10.03.2019 - 19:44 Uhr
TirschenreuthOberpfalz

Eberhard hält Feuerwehr im Landkreis auf Trab

Ein entspannter Sonntag sieht anders aus. Sturm Eberhard hält die Feuerwehr am Sonntag ganz schön auf Trab gehalten. Auch zwei Unfälle mit Verletzten gibt es.

Die Feuerwehr räumt die Bahnstrecke von Marktredwitz in Richtung Nürnberg frei.
von Wolfgang Benkhardt Kontakt Profil

Im Landkreis Tirschenreuth mussten die Aktiven der Feuerwehren am Samstag und Sonntag einige Dutzend Male ausrücken, um Straßen und Bahnstrecken freizuschneiden. Sturmausläufer Eberhard ließ immer wieder Bäume oder große Äste auf die Fahrbahn krachen. Schon am Samstag mussten die Aktiven etwa ein halbes Dutzend Mal mit der Motorsäge ran. Gegen Mitternacht beruhigte sich dann das Wetter wieder - leider nur vorübergehend.

Am Sonntag war die Feuerwehr dann stundenlang im Dauereinsatz. Bis gegen 20 Uhr waren es bereits rund zwei Dutzend Einsätze im Landkreis Tirschenreuth. Allein die Feuerwehr in Brand musste drei Mal ausrücken, um Unwetterschäden zu beseitigen.

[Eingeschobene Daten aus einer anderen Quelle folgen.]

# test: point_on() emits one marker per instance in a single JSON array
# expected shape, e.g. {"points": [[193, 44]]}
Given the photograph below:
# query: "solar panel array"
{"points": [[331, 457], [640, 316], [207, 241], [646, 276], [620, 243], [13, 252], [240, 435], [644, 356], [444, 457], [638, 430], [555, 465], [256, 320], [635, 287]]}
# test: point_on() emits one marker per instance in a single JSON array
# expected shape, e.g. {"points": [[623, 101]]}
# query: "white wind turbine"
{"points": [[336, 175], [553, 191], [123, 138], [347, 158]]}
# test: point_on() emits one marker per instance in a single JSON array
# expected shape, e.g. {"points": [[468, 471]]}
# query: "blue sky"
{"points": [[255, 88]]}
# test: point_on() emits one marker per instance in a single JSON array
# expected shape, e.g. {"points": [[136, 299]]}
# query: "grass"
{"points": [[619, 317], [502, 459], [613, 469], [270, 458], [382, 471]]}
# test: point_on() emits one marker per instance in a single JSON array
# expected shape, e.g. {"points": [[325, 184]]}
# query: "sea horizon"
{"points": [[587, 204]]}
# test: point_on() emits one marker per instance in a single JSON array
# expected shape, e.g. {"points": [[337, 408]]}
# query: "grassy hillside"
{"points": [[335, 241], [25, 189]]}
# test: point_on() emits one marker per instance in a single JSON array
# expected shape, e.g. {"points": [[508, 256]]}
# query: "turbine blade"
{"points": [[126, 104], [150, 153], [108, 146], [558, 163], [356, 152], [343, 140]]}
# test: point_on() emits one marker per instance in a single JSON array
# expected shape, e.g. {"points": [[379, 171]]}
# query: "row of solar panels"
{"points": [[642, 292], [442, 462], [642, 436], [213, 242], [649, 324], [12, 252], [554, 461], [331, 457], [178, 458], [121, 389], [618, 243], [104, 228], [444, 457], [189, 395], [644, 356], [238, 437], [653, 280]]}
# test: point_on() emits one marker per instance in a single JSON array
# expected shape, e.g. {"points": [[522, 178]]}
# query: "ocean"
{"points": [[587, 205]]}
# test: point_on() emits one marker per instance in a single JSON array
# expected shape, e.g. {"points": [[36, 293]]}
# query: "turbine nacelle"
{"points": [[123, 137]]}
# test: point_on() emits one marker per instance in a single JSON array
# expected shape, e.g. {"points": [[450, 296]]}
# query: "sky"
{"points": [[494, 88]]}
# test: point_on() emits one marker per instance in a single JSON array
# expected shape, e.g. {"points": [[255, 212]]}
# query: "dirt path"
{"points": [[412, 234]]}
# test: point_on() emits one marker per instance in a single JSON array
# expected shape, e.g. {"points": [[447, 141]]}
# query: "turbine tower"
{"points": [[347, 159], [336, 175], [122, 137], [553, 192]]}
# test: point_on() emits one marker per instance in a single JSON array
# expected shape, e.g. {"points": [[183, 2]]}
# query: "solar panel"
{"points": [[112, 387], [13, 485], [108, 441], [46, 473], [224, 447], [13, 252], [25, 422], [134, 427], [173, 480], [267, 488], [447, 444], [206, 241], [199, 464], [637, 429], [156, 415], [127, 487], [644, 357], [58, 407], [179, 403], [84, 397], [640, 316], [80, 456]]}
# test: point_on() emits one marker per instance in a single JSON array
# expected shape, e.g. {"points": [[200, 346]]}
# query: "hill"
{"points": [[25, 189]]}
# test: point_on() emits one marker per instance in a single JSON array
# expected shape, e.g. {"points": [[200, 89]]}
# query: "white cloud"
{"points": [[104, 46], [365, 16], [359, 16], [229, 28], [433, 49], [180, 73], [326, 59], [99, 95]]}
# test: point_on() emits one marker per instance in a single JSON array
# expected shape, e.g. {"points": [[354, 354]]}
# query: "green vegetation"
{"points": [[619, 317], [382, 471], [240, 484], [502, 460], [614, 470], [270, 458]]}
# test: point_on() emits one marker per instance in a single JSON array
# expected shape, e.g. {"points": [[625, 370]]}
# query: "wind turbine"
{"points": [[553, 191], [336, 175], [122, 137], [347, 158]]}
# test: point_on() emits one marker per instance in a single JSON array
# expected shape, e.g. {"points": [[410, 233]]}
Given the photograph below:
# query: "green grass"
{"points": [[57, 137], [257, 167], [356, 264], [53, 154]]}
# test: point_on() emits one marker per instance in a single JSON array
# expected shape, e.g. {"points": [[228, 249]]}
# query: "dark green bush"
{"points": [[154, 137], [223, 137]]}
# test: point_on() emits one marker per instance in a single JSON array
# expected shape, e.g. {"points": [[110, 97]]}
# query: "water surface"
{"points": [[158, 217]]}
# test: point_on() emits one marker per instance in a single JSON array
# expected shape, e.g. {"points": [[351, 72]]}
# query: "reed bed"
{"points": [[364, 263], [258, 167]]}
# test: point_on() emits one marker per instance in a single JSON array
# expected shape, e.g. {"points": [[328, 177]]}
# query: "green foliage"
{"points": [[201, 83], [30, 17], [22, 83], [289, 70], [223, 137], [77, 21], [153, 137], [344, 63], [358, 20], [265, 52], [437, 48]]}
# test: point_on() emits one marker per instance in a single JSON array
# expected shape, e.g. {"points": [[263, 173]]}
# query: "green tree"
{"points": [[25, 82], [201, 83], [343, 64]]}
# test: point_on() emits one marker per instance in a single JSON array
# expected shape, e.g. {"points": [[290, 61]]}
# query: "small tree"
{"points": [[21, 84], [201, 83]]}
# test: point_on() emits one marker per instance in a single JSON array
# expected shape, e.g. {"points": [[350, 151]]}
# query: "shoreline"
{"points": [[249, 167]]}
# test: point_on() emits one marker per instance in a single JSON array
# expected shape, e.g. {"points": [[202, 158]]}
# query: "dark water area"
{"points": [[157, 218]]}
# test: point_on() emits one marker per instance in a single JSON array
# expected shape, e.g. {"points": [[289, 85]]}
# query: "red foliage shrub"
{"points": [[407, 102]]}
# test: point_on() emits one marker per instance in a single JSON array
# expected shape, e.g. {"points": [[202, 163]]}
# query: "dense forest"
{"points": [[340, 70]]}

Die ersten, die es am Sonntag traf, waren um 11.18 Uhr die Floriansjünger von Waldershof. Nach 14 Uhr ging es dann richtig rund. Nacheinander rückten die Feuerwehren Lenau (Gemeinde Kulmain), Brand, Pullenreuth, Fuchsmühl, Riglasreuth (Gemeinde Neusorg), Pechbrunn, Fuhrmannsreuth (Gemeinde Brand), Trevesen und Lochau (jeweils Gemeinde Pullenreuth), Premenreuth (Gemeinde Reuth bei Erbendorf), Wiesau, Hohenhard (Stadt Waldershof), Zwergau (Stadt Kemnath), Oberwappenöst (Gemeinde Kulmain), Tirschenreuth, Poppenreuth bei Waldershof, Voitenthan (Markt Wiesau), Poppenreuth bei Tirschenreuth (Gemeinde Mähring), Wildenau (Gemeinde Plößberg) sowie Lenau (Gemeinde Kulmain) aus, um Sturmschäden zu beseitigen. Gegen 18.50 Uhr gab es zwischen den Anschlussstellen Falkenberg und Windischeschenbach dann auch noch einen Baum auf der A 93.

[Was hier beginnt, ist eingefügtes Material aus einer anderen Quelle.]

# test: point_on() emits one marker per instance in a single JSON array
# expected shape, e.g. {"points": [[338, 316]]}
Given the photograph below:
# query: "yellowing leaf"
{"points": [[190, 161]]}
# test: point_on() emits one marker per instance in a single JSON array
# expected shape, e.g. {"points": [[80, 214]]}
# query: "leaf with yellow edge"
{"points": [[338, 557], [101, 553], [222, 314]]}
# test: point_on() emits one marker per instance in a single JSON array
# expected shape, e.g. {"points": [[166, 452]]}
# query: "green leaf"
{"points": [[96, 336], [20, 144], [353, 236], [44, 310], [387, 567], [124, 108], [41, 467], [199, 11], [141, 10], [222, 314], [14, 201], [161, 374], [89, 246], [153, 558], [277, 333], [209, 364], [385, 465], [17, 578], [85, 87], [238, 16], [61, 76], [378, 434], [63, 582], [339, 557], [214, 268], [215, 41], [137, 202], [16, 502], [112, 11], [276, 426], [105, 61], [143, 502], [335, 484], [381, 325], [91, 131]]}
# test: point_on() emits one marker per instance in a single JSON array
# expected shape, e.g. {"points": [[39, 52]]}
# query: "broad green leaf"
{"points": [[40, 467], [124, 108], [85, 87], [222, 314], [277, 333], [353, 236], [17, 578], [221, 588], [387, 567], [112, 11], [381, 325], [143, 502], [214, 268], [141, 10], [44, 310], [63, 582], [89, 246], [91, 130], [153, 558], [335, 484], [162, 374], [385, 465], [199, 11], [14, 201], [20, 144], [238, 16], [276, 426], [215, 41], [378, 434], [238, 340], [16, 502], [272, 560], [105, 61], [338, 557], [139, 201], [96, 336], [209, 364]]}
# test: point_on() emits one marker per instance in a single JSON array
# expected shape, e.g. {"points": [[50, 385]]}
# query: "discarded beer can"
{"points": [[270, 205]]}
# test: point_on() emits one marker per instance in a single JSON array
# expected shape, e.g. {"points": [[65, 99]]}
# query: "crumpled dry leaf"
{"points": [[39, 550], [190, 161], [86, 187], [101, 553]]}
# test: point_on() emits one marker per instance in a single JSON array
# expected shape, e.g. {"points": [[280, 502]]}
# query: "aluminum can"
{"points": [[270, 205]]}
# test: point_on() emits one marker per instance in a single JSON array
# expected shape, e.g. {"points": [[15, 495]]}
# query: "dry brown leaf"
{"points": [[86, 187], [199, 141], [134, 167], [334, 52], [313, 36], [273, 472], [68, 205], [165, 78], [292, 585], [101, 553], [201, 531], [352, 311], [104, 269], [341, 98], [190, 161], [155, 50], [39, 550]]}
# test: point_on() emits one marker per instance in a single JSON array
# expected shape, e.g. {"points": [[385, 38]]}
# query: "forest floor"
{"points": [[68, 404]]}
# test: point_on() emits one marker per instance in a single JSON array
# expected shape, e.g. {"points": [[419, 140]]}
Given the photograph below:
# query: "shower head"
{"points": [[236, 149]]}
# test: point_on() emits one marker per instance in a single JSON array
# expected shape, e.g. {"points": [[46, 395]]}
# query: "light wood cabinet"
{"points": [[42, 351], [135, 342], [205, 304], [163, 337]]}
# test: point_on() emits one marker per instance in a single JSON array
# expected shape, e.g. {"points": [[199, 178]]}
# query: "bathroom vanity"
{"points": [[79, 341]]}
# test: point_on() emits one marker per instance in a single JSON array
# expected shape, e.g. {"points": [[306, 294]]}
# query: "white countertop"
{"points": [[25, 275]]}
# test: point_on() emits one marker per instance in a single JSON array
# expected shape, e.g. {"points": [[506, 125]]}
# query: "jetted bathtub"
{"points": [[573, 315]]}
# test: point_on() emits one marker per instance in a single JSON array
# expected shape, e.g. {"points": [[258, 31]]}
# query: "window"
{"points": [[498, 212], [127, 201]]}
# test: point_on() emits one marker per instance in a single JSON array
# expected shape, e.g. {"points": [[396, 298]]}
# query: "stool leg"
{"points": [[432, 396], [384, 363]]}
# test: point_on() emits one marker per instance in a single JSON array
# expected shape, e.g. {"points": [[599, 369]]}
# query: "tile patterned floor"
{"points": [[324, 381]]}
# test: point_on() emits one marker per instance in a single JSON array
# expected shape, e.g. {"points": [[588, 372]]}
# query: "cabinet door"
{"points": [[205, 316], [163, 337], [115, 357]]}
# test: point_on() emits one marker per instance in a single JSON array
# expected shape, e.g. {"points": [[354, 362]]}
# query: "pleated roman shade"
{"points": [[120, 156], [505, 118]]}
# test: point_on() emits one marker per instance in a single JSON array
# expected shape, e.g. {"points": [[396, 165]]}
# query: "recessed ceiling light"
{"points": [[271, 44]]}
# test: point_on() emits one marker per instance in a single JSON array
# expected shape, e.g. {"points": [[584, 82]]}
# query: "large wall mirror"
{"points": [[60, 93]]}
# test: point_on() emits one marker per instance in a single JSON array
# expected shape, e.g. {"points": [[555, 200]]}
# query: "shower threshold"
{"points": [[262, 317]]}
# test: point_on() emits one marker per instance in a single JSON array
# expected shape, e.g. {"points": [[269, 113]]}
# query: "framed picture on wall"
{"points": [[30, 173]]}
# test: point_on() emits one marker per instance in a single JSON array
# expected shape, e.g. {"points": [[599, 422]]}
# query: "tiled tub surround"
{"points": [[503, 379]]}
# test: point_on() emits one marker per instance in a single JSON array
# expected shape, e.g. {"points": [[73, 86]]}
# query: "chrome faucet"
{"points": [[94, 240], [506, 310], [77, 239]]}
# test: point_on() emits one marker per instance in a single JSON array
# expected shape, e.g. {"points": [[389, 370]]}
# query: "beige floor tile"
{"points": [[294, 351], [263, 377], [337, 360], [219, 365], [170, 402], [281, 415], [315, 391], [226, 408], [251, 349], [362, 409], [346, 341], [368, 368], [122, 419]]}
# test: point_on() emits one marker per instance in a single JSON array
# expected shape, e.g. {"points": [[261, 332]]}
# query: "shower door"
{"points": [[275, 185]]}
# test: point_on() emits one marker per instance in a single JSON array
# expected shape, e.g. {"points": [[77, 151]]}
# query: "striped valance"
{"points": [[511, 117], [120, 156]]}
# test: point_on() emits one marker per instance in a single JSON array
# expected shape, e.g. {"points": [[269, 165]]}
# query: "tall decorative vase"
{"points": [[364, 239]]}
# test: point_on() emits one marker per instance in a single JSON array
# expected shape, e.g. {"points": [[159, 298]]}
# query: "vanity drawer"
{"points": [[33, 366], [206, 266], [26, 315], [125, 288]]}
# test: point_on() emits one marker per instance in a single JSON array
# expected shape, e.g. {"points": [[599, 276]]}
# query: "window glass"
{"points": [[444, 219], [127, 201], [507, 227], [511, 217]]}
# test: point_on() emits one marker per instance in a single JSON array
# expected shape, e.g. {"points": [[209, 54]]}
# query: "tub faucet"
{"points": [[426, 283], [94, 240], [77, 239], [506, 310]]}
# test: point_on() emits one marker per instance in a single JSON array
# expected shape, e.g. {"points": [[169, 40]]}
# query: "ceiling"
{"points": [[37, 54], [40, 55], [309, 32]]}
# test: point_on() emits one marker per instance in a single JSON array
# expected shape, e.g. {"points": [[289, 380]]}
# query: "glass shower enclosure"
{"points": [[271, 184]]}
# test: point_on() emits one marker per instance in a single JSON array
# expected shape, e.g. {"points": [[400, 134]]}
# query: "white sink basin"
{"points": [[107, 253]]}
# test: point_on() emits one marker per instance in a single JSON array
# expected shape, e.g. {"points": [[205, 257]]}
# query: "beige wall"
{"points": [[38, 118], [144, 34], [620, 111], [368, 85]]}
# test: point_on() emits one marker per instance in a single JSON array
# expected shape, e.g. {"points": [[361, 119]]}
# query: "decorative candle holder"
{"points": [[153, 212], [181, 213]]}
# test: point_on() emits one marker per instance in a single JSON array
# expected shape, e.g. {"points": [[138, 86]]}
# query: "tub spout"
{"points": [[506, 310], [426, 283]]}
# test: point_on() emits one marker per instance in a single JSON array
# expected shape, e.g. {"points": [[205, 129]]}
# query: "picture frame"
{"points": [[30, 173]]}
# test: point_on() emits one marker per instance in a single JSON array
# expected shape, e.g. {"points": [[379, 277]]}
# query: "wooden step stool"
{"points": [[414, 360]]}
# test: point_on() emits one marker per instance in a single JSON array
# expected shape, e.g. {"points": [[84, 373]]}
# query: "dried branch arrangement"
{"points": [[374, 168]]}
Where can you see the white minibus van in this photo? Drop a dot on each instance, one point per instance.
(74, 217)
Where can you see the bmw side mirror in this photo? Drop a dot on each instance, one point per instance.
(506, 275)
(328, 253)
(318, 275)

Die Feuerwehr waren fast immer vor Ort, bevor es zu Unfällen kam. Die Inspektionen Tirschenreuth und auch Kemnath sprachen angesichts der Sturmböen am Abend noch von einem relativ ruhigen Tag für die Polizei. Das Präsidium in Regensburg vermeldete gegen 19 Uhr in einer Pressemitteilung "nur" zwei Unfälle mit Verletzten im Landkreis Tirschenreuth. Einer passierte auf der Staatsstraße 2170 auf Höhe Fuchsmühl. Dabei verlor die Fahrerin eines Pkws aufgrund von plötzlicher Eisglätte durch Hagelschauer die Kontrolle über ihr Fahrzeug.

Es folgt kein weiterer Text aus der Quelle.